Para la escritura realista de la época -Strindberg, Chéjov, Zolá- una de las salidas ante tremendo conflicto social y moral era el suicidio, o al menos su intento. Sin embargo, Nora, emancipada de su progenitor Ibsen, no hace esto y en cambio la salida que encuentra es irse. Dar un portazo, dejar esa vida atrás y comenzar otra. ¿Demasiado para su tiempo? Demasiado para nuestro tiempo. Nora expone el límite de lo tolerable: que una madre deje a sus hijos no. Puede hacerlo un padre pero no una madre, y si Nora lo hizo hace más de 140 años y en el medio las conquistas femeninas crecieron ese límite sigue siendo imposible.

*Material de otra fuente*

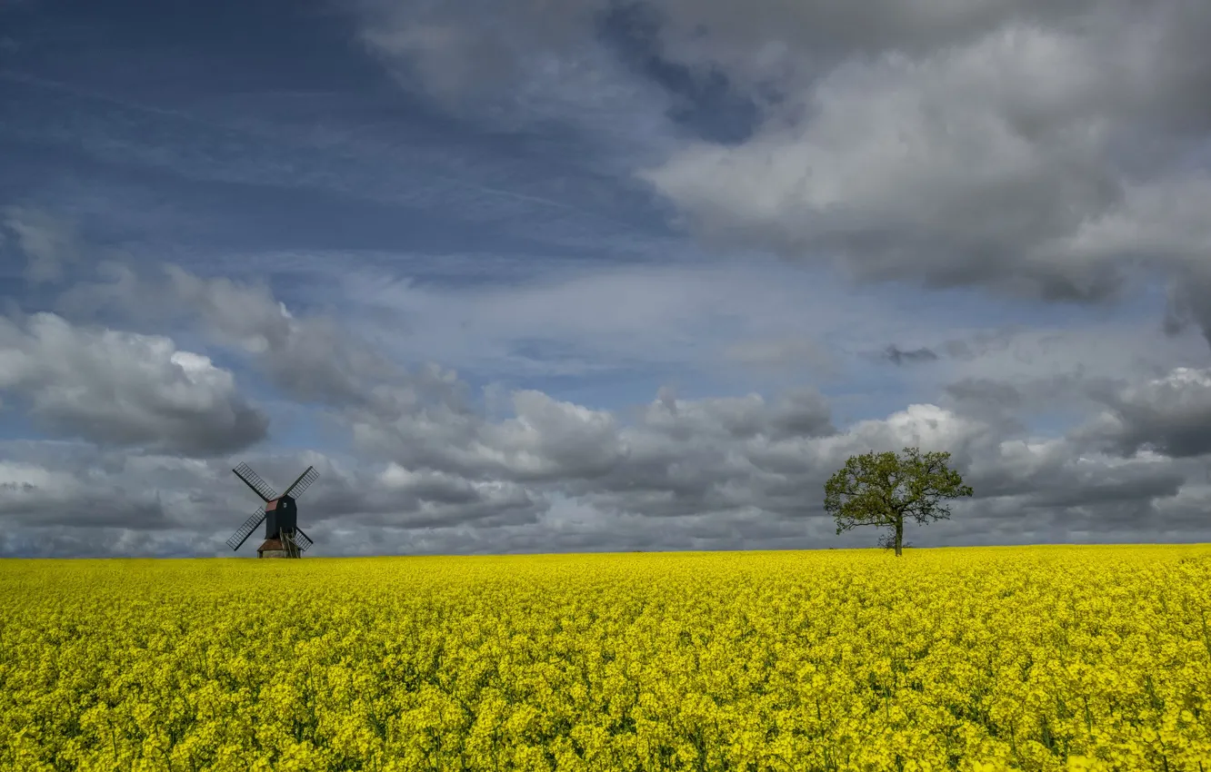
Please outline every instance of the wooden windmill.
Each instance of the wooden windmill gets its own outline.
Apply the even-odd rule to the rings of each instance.
[[[315,467],[309,466],[281,496],[275,494],[274,489],[260,479],[260,476],[253,472],[247,463],[241,463],[231,471],[265,503],[253,512],[235,534],[231,534],[231,537],[228,538],[228,547],[233,551],[239,549],[245,540],[257,530],[257,526],[264,522],[265,541],[257,548],[258,558],[302,558],[306,548],[315,542],[298,526],[295,500],[320,477]]]

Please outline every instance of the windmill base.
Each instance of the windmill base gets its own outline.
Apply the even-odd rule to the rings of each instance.
[[[298,549],[287,549],[287,546],[279,538],[266,538],[260,547],[257,547],[258,558],[299,558],[302,557]]]

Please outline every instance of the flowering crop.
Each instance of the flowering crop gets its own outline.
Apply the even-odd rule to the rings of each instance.
[[[0,770],[1211,772],[1211,547],[0,561]]]

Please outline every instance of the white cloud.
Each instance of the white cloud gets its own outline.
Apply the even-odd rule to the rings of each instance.
[[[105,445],[208,455],[265,436],[235,378],[163,336],[87,329],[53,313],[0,318],[0,391],[53,431]]]

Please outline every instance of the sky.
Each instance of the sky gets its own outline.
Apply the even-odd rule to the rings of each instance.
[[[1211,541],[1211,4],[0,0],[0,555]],[[259,534],[259,531],[258,531]]]

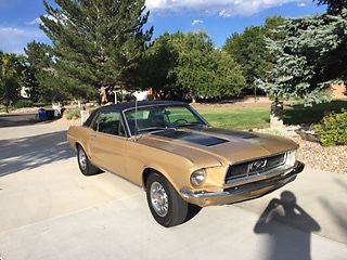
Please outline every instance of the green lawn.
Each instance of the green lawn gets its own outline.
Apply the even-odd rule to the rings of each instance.
[[[324,114],[331,112],[339,113],[342,109],[347,110],[347,100],[335,100],[331,103],[318,104],[312,107],[287,105],[284,108],[283,120],[285,125],[314,123],[321,121]]]
[[[198,113],[214,127],[227,129],[267,128],[270,121],[270,106],[260,108],[198,108]]]
[[[286,105],[284,107],[284,123],[316,123],[321,121],[326,112],[340,112],[343,108],[347,109],[347,100],[336,100],[312,107]],[[270,104],[264,107],[235,108],[210,106],[197,108],[197,110],[210,125],[218,128],[249,130],[268,128],[270,125]]]

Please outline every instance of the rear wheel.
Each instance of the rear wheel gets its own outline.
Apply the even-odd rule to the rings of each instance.
[[[152,216],[160,225],[171,227],[187,220],[189,204],[157,172],[151,173],[147,179],[146,197]]]
[[[101,172],[98,167],[90,162],[85,150],[80,145],[77,147],[77,161],[80,172],[85,176],[94,176]]]

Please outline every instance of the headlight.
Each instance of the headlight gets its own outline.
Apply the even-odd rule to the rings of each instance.
[[[202,185],[206,180],[206,170],[200,169],[191,174],[191,183],[193,186]]]
[[[291,151],[286,153],[286,161],[287,166],[294,166],[296,161],[296,151]]]

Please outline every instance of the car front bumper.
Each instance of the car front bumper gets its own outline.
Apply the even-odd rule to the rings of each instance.
[[[181,190],[180,193],[188,203],[195,204],[201,207],[240,203],[264,196],[284,186],[285,184],[294,181],[296,176],[300,173],[304,168],[305,165],[303,162],[296,161],[295,166],[290,171],[282,172],[275,177],[261,181],[226,188],[223,192],[210,193]]]

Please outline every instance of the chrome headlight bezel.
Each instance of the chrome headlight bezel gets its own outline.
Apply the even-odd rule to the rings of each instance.
[[[288,166],[288,167],[293,167],[295,166],[295,162],[296,162],[296,154],[297,154],[297,151],[294,150],[294,151],[290,151],[286,153],[286,159],[285,159],[285,165]]]
[[[191,184],[193,186],[201,186],[205,183],[207,177],[206,169],[198,169],[192,172],[190,177]]]

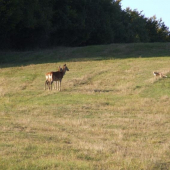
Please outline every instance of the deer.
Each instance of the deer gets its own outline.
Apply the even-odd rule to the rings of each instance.
[[[59,66],[58,67],[58,71],[62,71],[62,68]],[[50,90],[50,82],[52,80],[52,77],[51,77],[51,72],[48,72],[45,74],[45,78],[46,78],[46,81],[45,81],[45,90],[46,90],[46,85],[48,86],[48,89]]]
[[[52,90],[52,84],[54,81],[56,81],[57,90],[61,91],[61,81],[63,76],[65,75],[66,71],[69,71],[66,64],[63,65],[63,68],[59,67],[59,70],[56,72],[48,72],[45,74],[46,81],[45,81],[45,89],[46,85],[48,85],[49,90]]]
[[[161,72],[156,72],[156,71],[153,72],[153,75],[156,76],[156,77],[159,76],[161,78],[166,78],[167,77],[166,75],[163,75]]]

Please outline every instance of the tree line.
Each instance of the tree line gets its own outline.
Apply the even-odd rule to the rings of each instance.
[[[170,42],[161,19],[121,0],[0,0],[0,48]]]

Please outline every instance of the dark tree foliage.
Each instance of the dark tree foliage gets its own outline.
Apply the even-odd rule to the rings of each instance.
[[[161,19],[121,0],[0,0],[1,49],[168,41]]]

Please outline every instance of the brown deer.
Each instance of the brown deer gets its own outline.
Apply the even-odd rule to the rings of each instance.
[[[153,72],[153,75],[156,76],[156,77],[161,77],[161,78],[167,77],[166,75],[163,75],[162,73],[156,72],[156,71]]]
[[[57,72],[46,73],[45,89],[46,89],[46,85],[48,85],[49,90],[52,90],[53,81],[56,81],[56,85],[58,83],[57,90],[61,91],[61,80],[65,75],[66,71],[69,71],[69,69],[66,66],[66,64],[64,64],[63,68],[59,67],[59,70]]]
[[[59,66],[58,67],[58,71],[62,71],[62,68]],[[46,86],[48,86],[48,89],[50,90],[50,82],[52,81],[52,76],[51,76],[51,72],[48,72],[45,74],[45,78],[46,78],[46,81],[45,81],[45,90],[46,90]]]

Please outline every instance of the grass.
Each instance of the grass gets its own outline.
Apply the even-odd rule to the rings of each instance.
[[[169,43],[0,55],[0,169],[170,169]],[[62,91],[45,91],[65,63]]]

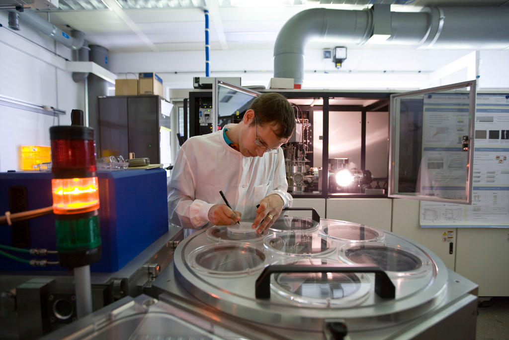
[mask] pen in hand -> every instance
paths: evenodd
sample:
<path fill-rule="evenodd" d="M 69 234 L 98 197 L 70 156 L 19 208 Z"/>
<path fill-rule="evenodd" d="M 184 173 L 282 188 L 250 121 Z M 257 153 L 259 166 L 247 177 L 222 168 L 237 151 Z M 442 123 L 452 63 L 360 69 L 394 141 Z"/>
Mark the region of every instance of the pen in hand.
<path fill-rule="evenodd" d="M 223 200 L 224 201 L 224 203 L 226 205 L 228 206 L 229 208 L 232 209 L 232 206 L 230 205 L 229 203 L 228 203 L 228 201 L 227 200 L 226 197 L 224 197 L 224 194 L 222 193 L 222 191 L 219 190 L 219 193 L 221 194 L 221 197 L 223 198 Z M 232 211 L 233 211 L 233 209 L 232 209 Z M 237 221 L 237 224 L 239 225 L 240 225 L 240 223 L 239 223 L 238 221 Z"/>

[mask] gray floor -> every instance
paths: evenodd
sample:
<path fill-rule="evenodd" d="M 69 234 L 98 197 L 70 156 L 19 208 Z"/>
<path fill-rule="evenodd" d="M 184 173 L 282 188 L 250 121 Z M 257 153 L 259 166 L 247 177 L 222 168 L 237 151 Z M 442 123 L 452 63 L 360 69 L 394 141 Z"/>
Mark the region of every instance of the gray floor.
<path fill-rule="evenodd" d="M 476 340 L 509 339 L 509 297 L 479 298 Z"/>

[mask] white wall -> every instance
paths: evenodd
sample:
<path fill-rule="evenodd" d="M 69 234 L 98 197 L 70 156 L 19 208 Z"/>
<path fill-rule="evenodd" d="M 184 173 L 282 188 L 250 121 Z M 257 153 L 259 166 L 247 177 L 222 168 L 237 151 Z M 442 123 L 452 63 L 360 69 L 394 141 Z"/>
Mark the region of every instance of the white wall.
<path fill-rule="evenodd" d="M 71 122 L 73 109 L 84 110 L 84 86 L 65 70 L 71 50 L 25 24 L 8 28 L 8 12 L 0 11 L 0 96 L 65 111 L 61 125 Z M 2 97 L 0 97 L 1 99 Z M 0 171 L 18 170 L 20 145 L 50 145 L 50 115 L 0 105 Z"/>
<path fill-rule="evenodd" d="M 473 52 L 471 50 L 359 47 L 349 49 L 340 70 L 331 61 L 322 60 L 322 51 L 306 49 L 303 88 L 414 89 L 471 79 L 463 68 L 452 74 L 447 71 L 455 62 Z M 243 86 L 268 86 L 273 76 L 273 52 L 267 49 L 211 51 L 210 75 L 240 76 Z M 509 71 L 496 66 L 506 62 L 509 51 L 482 51 L 479 58 L 482 87 L 509 87 L 509 77 L 499 76 L 507 75 Z M 165 87 L 172 89 L 192 88 L 192 77 L 205 75 L 204 51 L 111 53 L 110 60 L 111 71 L 119 76 L 129 72 L 155 71 Z M 470 62 L 470 68 L 475 70 L 475 59 Z M 437 70 L 440 72 L 434 73 Z"/>

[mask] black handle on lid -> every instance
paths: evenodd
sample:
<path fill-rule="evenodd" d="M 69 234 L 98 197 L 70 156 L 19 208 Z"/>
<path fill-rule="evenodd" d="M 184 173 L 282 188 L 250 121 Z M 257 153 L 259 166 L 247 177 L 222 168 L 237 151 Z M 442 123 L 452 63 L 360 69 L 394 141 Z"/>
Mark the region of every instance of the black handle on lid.
<path fill-rule="evenodd" d="M 317 213 L 317 211 L 315 210 L 313 208 L 285 208 L 283 209 L 283 211 L 290 211 L 290 210 L 297 210 L 297 211 L 303 211 L 303 210 L 310 210 L 312 211 L 311 214 L 311 219 L 317 222 L 317 223 L 320 223 L 320 215 Z"/>
<path fill-rule="evenodd" d="M 256 280 L 254 295 L 257 299 L 270 298 L 270 275 L 275 273 L 374 273 L 375 292 L 384 299 L 394 299 L 396 288 L 384 271 L 379 267 L 348 265 L 338 267 L 331 265 L 270 265 Z"/>

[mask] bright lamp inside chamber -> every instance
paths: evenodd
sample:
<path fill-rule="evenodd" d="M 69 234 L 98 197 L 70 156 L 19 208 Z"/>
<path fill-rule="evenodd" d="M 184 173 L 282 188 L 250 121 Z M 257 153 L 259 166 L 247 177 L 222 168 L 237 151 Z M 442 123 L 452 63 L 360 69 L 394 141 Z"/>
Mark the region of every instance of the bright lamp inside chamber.
<path fill-rule="evenodd" d="M 336 173 L 336 183 L 341 187 L 348 187 L 353 182 L 353 175 L 348 169 L 341 170 Z"/>

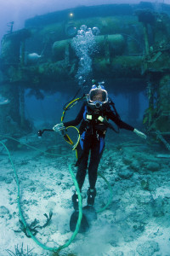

En 2012 Griselda Gambaro redobló la apuesta y escribió Querido Ibsen: soy Nora. Y los puso a los dos a conversar en escena. Ibsen aquí tiene que negociar con esta mujer arrolladora qué puede decir y hacer. Ese mismo año, The Guardian, el diario inglés, filma un corto llamado Nora, disponible en Internet, para pensarla desde una visión contemporánea.

¿Qué habrá sido de Nora luego de cerrar esa puerta? ¿Hacia dónde habrá caminado? ¿Habrá vuelto? Queremos saber más de ella. Lo necesitamos. Seguramente por eso, el autor norteamericano Lucas Hnath escribió hace pocos años Después de casa de muñecas. Una pieza que la imagina de vuelta en su casa, quince años después, dando explicaciones del porqué de su huida, qué fue de ella liberada de los mandatos que la oprimían.

El tema sigue siendo tan actual que urge. Escritoras y directoras de una y otra forma van repensando el tema, ahora con su propia voz, ya no intermediada por autores masculinos. Las películas de Anahí Berneri (Por tu culpa, Aire libre, Alanis), Mi amiga del parque de Ana Katz; las novelas de Ariana Harwicz (Matate, amor, Precoz), también versionadas teatralmente; Distancia de rescate de Samanta Schweblin, por citar solo un pequeño puñado de obras que están apareciendo para gritar o abrir la puerta de la duda.